Compliance with global regulatory requirements may also affect the way scientists carry out the polymerization process. Reducing the level of residual monomers continues to be a challenge, for example. Monomers are generally toxic, but polymers can't be made without them. In addition, if a company is to market a product outside of the United States, it must meet international requirements on the formulation and ingredients, which may differ from US regulations. For example, notes William Wilber, manager of R&D and technical services, Noveon, Europe restricts ingredients containing more than 2 ppm benzene (which has been linked to leukemia). When the restriction came into effect in the United States, it did not apply to older benzene-containing products. In contrast, when Europe's restriction did not grandfather-in older formulations, several drugs had to be reformulated.

Improvements wanted. Even when not developing new products, polymer suppliers keep busy by continuously improving their products to meet their clients' increasing demands for cleaner materials with more-precise specifications and increased functionality (i.e., broadening a polymer's applicability). Such demands can be met thanks to the emergence of better analytics not available even five years ago. "We're able to measure properties more precisely and formulate better than we were before. As we do, the quality of the excipients improve," says Dow's Pilnik.

Improvements are not always easy to make. For example, in contrast to APIs and other excipients, which are defined in a chemical sense, polymers are identified by their average molecular weight. Requests for narrower molecular weight distributions are increasing. Says Noveon's Wilber, "there is a general theory that the tighter you control everything, the more uniform your output will be. It is very important to have compositional uniformity of the active within the dosage form or, if it's a designed dosage form, to have it distributed the way it is supposed to be. Tighter regulation of the raw materials, reduces the source of variability in your manufacture."

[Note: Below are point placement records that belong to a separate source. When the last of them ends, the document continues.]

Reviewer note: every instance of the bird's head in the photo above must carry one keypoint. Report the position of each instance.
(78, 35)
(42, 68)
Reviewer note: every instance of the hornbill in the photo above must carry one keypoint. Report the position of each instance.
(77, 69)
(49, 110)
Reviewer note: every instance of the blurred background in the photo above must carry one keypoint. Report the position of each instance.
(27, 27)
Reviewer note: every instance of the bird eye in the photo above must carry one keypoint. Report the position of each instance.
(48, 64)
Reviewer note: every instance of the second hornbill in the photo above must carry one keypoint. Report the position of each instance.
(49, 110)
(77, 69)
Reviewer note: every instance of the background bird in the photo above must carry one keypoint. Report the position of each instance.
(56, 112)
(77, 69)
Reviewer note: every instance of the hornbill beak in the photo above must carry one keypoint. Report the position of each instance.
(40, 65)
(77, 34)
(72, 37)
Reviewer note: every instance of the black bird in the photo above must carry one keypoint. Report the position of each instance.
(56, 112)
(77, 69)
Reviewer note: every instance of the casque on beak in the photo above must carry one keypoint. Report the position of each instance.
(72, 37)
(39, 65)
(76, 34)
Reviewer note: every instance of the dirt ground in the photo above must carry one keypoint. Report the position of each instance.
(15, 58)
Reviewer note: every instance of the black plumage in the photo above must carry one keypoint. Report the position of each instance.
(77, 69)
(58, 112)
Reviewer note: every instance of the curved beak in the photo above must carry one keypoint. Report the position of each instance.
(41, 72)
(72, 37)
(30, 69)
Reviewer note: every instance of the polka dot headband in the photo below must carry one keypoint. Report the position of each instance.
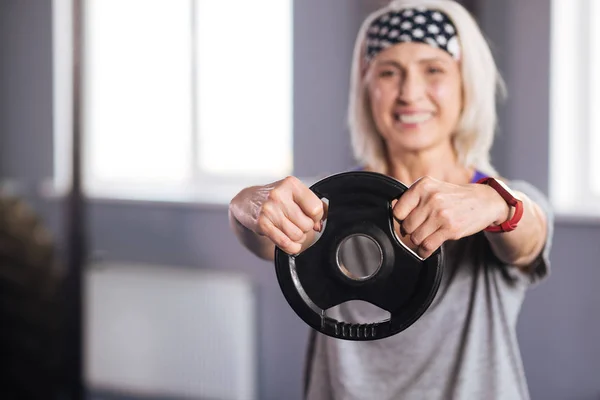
(412, 25)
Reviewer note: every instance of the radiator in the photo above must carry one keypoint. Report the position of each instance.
(170, 332)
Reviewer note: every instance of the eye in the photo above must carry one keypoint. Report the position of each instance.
(387, 73)
(432, 70)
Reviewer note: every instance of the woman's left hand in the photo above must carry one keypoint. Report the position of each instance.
(431, 212)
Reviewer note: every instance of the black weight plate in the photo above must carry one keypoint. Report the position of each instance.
(404, 285)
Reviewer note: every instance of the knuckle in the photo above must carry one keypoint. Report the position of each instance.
(445, 216)
(429, 245)
(306, 224)
(438, 198)
(291, 180)
(416, 239)
(264, 224)
(276, 194)
(268, 208)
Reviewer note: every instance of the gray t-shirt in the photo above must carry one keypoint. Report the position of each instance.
(463, 347)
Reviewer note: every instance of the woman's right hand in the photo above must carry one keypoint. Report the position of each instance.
(287, 212)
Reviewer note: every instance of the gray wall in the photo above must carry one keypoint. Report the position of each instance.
(195, 236)
(559, 325)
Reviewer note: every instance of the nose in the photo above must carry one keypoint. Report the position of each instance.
(412, 88)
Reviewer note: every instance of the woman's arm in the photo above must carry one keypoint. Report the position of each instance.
(521, 246)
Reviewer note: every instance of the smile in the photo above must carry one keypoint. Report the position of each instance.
(413, 118)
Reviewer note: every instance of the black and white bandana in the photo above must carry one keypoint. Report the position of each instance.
(412, 25)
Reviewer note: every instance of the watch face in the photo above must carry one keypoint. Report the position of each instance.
(503, 185)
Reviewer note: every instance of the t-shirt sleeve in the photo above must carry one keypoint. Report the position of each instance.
(540, 267)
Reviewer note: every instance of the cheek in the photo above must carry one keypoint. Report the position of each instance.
(380, 101)
(448, 98)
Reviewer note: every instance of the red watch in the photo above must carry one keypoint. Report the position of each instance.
(512, 201)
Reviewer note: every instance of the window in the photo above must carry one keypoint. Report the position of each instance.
(179, 95)
(575, 107)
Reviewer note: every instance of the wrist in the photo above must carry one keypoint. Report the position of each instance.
(512, 210)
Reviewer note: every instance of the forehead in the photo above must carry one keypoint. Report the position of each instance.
(412, 52)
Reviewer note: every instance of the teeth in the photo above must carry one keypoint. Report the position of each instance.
(413, 118)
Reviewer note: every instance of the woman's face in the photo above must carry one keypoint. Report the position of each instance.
(415, 92)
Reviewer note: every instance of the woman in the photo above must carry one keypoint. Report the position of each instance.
(422, 110)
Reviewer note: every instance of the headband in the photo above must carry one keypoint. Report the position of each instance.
(412, 25)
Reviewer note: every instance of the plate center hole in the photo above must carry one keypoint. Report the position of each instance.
(359, 257)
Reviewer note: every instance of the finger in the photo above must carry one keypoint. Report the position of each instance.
(291, 230)
(275, 214)
(430, 244)
(279, 238)
(308, 201)
(405, 204)
(427, 228)
(296, 216)
(414, 219)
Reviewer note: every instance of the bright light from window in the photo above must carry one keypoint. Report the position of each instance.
(139, 102)
(178, 94)
(593, 150)
(574, 105)
(244, 87)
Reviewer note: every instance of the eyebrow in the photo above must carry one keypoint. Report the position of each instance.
(421, 61)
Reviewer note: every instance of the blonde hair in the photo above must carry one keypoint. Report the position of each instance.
(474, 134)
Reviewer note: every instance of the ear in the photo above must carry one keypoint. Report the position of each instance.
(364, 64)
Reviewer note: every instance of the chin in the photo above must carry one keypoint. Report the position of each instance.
(413, 142)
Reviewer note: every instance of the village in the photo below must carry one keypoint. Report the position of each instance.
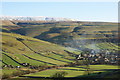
(101, 57)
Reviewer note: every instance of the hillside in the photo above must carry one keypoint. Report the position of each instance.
(75, 34)
(46, 47)
(17, 49)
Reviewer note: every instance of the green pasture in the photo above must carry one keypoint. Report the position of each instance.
(73, 71)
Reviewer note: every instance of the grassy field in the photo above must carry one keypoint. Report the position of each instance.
(73, 71)
(31, 50)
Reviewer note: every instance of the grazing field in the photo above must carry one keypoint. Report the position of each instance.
(32, 51)
(73, 71)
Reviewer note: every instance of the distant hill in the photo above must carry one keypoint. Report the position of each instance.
(75, 34)
(17, 49)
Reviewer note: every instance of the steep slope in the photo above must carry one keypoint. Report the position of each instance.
(17, 49)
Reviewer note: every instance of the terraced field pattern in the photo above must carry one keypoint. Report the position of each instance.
(55, 44)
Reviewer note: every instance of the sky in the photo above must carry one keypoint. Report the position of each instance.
(82, 11)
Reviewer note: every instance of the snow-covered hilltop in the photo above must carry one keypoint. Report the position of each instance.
(31, 18)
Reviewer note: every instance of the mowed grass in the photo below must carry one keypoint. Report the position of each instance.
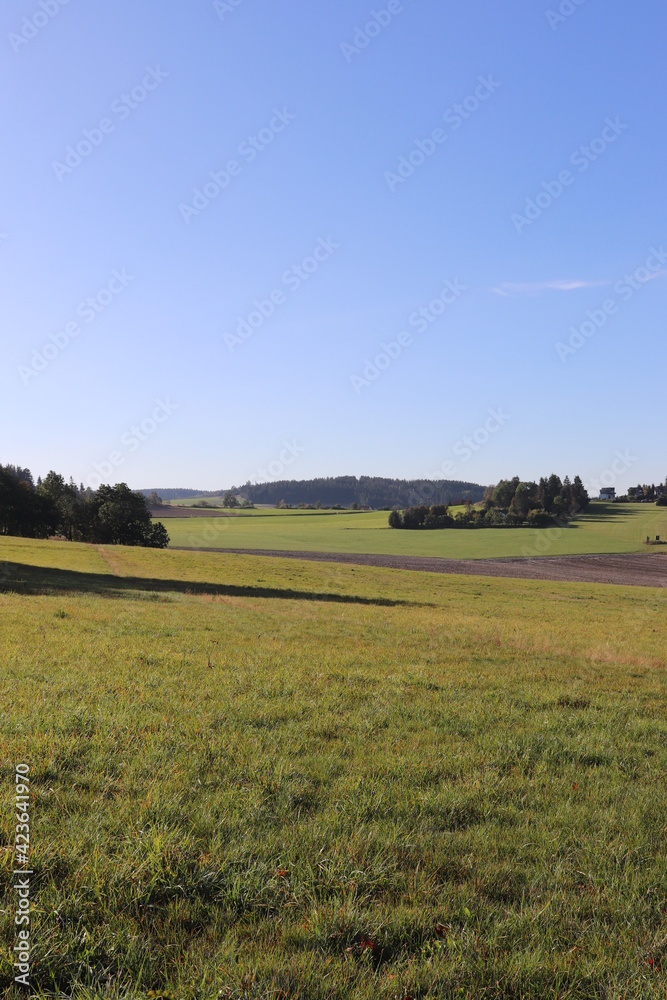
(257, 778)
(607, 528)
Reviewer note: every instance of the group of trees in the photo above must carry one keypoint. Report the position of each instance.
(335, 492)
(645, 493)
(510, 504)
(110, 515)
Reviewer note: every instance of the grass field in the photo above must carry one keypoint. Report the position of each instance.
(257, 778)
(607, 528)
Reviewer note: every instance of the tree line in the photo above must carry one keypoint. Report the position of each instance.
(510, 504)
(110, 515)
(365, 491)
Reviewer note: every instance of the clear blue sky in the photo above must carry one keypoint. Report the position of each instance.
(172, 91)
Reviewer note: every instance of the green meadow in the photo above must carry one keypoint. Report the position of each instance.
(265, 778)
(607, 528)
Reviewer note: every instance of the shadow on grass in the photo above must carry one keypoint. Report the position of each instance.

Technically exotic processes (e.g., step growth polymerization or proprietary purification techniques) can be used to accomplish this uniformity, but practically and economically, it is too expensive to carry out. In addition, absolute uniformity is not practical because of the size of the molecules. "It is very difficult to get all spaghetti of exactly 12.00 inches long. So you're going to have some low molecular weight materials and some higher molecular weight materials in an average."

"From a CMC perspective, you want to have a high-purity reproducible material when you are manufacturing your drug molecules. It is important to have a narrow molecular-weight distribution and have reproducible purity and reproducible reactivity to the drug molecule so that every time that drug molecule is made with a PEG attached to it, you end up with the same composition of PEGylated drug," says Jennifer Filbey, PhD, vice-president, business development, Nektar Therapeutics.

Formulating for controlled release involves a wide range of possible routes of administration, release profiles, excipient types, and process conditions. "Formulators will continue to be creative and look out for new ways to use polymers," predicts Nyamweya. Experience, hard work, and talent all are essential in developing a successful product; still, an extra kick of good fortune can't hurt. Says Harry Ross, MD, chairman and CEO, RxKinetix, "So far, we've beaten all the odds by being able to deliver essentially just what we thought we'd be able to. A lot of companies work just as hard as us and through bad luck, or perhaps the technology just doesn't pan out, don't make it. We seem to be delivering what people want and have gotten a little bit lucky along the way."

References

1. J. Yuan, N.M. Clipse, and S.H. Wu, "The Effects of Alternating Combinations of an Enteric Coating and HPMC as Inner and Outer Coatings on the Performance of Coated Aspirin Tablets," Pharm. Technol. 27 (11), 70–82 (2003).

2. A.M. Kaushal and S. Garg, "An Update on Osmotic Drug Delivery Patents," Pharm. Technol. 27 (8), 38–44, 97 (2003)

3. S. Apte and S.O. Ugwu, "A Review and Classification of Emerging Excipients in Parenteral Medications," Pharm. Technol. 27 (3), 46–60 (2003).

4. S.K. Nachaegari and A.K. Bansal, "Coprocessed Excipients for Solid Dosage Forms," Pharm. Technol. 28 (1), 52–64 (2004).